THE WONDROUS EZEKIEL AIRSHIP
                                                     
by
                                              
Michael A. McKeever

            No one in Texas had ever seen anything like it. As a matter of fact no one anywhere had ever seen anything like it. The men peered at the scale model on the table in front of them. It looked sort of like a wheat threshing machine with its big wheels and gears. But not quite. What on earth was it?

            It was, explained Burrell Cannon, a flying machine. He called it the “Ezekiel  Airship” after the Bible’s Book of Ezekiel where it is written “When the creatures rose from the ground.”

            A machine that would actually fly wherever the person steering it wanted to go? True it was the year 1901 and the start of a new century and already there were all sorts of new-fangled inventions. Like horseless carriages called “automobiles” and “electric lights” that glowed brighter than any oil lamp. But a flying machine? No one had ever heard of such a thing.

            Nonetheless, said Cannon, there would be such a thing because he was going to build it. That is, if he could raise the money needed for materials and to pay workmen.

            The businessmen of Pittsburg, Texas looked at the model and talked it over. Cannon was a man of his word, an ordained Baptist minister no less. He also operated a sawmill so he knew a lot about machinery. It just might work! The Ezekiel Airship Manufacturing Company was born.

            Construction soon began on the airship and by late 1902 it was ready for a test flight. Unfortunately here the records run out and we have only local stories as to what happened next. Accounts differ but several people claim to have seen the airship actually fly. How far or fast is disputed but witnesses insisted that yes, it indeed flew. If so, it was the world’s first heavier-than-air flying machine.

            In any case more money was needed for work to continue. The machine was loaded onto a railroad flatcar to be shipped to St. Louis, Missouri. A grand international exposition was to be held there with visitors from all over the world. Surely some would be interested in investing in the Ezekiel Airship Manufacturing Company.

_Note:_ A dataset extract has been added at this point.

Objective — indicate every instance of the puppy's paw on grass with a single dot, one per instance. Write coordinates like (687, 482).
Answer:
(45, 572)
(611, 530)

            But the flying machine never got there. As the train crossed eastern Texas a violent wind whipped across the plains and blew the airship right off the car. It was found broken and scattered, never to fly again.

            A few months later in 1903 Wilber and Orville Wright’s airplane wobbled into the air over the sands of Kitty Hawk, North Carolina. History tells us that their aircraft was the world’s first heavier-than-air flying machine.

            Maybe. Maybe not. Some folks still insist the real first flight happened in Texas nearly a year before the Wright Brother’s flight. The Texas Legislature has officially proclaimed the Ezekiel “the state’s first successful self-powered aircraft.” A Texas Historical Commission monument even marks the site of the Ezekiel Airship’s first flight.

            But we’ll never know for sure. The proof was lost long ago, blown like a tumble weed across the arid plains in the hot Texas wind.